Drunk driving has been a problem for decades. It began to be seriously addressed in the early 1980s, particularly because of the founding of MADD (Mothers Against Drunk Driving). The group fought to bring down the blood alcohol level needed to be arrested for drunk driving and for laws that more severely punish people who drive drunk. The number of drunk driving fatalities did drop considerably from 18,125 in 1985 to 9,865 in 2011. However, the figure has started to rise again. It reached 11,654 in 2020.
Another figure that has changed over the past four decades is the percentage of traffic fatalities caused by drunk driving. It 1985, drunk driving resulted in 41% of all fatalities. That fell to 30% in 2020.
Drunk driving deaths also change considerably by age. Most are among younger adults. Among people ages 21 to 24, the figure is 26.4% of all drunk driving deaths. Among people ages 25 to 34, the figure is 26.0%. This drops to 7.1% among adults over 74.
The recent The US DUI Report – The States With the Most and Least Drunk Driving from Zutobi, an online drivers education resource, broke down drunk driving statistics by age, year and state. It pointed out that drunk driving is defined by the National Highway Traffic Safety Administration as a person with a blood alcohol of over .08. However, it also pointed out that “Even a BAC of 0.05, which is within the legal limit, will result in reduced coordination, reduced ability to track moving objects, difficulty steering, and reduced reaction times.”
The study’s researchers created a drunk driving severity score by state.

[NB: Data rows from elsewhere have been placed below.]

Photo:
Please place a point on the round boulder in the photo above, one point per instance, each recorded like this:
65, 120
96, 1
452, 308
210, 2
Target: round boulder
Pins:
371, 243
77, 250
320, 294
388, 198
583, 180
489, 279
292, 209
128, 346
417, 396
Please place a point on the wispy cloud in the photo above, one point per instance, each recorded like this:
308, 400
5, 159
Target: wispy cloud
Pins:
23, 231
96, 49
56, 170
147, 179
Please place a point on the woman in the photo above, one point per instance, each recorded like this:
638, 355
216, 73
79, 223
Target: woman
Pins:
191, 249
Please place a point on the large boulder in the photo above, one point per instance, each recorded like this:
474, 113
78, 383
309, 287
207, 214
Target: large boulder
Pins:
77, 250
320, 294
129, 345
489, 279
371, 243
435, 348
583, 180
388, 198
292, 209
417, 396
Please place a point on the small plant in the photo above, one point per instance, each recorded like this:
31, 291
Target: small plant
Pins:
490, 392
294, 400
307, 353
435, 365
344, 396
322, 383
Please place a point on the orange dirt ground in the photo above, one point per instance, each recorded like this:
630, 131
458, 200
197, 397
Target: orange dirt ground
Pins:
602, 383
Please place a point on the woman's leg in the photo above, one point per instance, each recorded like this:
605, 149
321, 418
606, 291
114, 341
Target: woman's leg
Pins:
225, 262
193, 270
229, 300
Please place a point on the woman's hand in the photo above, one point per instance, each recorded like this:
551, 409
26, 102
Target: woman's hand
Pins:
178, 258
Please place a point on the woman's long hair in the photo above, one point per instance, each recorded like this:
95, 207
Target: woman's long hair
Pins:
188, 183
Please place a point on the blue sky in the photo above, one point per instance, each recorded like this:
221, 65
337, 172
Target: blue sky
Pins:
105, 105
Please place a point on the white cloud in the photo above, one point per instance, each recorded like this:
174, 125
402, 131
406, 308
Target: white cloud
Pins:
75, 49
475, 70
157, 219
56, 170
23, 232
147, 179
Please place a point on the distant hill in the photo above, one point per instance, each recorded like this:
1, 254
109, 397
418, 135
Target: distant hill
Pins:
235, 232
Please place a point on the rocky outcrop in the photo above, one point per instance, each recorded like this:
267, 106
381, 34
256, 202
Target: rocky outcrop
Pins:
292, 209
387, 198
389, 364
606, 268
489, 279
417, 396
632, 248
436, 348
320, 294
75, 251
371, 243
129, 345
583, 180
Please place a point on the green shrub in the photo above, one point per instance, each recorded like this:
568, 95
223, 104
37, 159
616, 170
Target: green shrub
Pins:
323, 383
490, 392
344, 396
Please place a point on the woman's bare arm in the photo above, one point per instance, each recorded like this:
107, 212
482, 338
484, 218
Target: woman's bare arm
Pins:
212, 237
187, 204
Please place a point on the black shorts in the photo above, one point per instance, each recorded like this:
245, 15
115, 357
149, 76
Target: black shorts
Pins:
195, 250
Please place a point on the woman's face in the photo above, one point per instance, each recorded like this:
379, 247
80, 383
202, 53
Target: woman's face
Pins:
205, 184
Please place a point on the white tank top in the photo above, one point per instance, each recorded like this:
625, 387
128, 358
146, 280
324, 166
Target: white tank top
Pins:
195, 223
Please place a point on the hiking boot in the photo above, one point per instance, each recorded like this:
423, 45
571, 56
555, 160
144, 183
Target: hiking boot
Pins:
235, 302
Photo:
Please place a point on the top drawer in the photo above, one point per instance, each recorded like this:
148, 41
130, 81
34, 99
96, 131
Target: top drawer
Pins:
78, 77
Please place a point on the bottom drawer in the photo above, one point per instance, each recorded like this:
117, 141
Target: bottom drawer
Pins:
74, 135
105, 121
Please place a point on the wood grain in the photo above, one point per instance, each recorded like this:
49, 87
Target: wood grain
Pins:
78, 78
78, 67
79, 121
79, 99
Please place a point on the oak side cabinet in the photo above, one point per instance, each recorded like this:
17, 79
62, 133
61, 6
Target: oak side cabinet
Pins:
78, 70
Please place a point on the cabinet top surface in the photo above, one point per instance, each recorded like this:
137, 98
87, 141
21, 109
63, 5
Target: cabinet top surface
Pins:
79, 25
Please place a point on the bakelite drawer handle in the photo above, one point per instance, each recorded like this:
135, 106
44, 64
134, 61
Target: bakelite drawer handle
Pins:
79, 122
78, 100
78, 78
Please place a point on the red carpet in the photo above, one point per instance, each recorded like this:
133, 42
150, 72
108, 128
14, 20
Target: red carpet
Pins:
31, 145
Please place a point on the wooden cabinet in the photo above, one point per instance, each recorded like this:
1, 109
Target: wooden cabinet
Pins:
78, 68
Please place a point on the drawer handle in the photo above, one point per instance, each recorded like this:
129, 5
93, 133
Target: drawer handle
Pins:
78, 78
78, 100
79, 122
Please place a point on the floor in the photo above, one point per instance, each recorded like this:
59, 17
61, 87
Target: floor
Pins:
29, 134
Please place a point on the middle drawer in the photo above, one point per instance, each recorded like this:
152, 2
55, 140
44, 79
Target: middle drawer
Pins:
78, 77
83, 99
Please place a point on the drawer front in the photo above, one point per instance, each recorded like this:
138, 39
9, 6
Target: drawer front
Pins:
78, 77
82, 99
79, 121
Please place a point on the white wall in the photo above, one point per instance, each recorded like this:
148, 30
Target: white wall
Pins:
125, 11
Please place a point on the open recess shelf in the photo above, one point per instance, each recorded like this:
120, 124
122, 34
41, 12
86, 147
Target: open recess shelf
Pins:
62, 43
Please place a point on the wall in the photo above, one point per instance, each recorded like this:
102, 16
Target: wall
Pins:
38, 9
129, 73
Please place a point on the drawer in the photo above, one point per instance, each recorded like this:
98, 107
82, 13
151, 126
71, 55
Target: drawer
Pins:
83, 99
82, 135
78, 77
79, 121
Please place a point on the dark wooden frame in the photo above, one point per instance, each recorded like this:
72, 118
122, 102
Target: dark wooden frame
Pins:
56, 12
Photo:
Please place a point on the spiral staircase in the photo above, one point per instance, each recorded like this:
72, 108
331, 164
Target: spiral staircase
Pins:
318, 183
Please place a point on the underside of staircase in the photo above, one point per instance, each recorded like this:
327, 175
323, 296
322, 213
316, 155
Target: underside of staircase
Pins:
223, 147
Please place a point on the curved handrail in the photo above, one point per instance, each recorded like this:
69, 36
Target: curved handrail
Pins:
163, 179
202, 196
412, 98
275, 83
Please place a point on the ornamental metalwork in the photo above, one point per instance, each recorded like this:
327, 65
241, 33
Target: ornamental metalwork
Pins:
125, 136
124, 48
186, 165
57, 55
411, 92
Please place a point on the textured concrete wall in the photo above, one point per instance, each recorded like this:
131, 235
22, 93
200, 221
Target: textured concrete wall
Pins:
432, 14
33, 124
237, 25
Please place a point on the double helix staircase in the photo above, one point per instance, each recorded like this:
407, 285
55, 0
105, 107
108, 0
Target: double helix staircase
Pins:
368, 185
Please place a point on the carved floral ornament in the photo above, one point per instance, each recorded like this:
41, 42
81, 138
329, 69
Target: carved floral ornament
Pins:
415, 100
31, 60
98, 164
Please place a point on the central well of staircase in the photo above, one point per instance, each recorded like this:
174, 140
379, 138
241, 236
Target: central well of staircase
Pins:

The calculation involves the percentage of road fatalities caused by drunk driving on a per 100,000 resident basis, drunk driving arrests per 100,000 people and the change in drunk driving deaths between 2019 and 2020. Most data came from the Fatality and Injury Reporting System Tool (FIRST).
The state at the top of the list was Montana, with a score of 84.1 out of 100. The next three states are in the same region of the country. South Dakota had a rating of 80.4, followed by Wyoming at 78.7 and North Dakota at 74.8
The state with the lowest score was Delaware, at 27.9.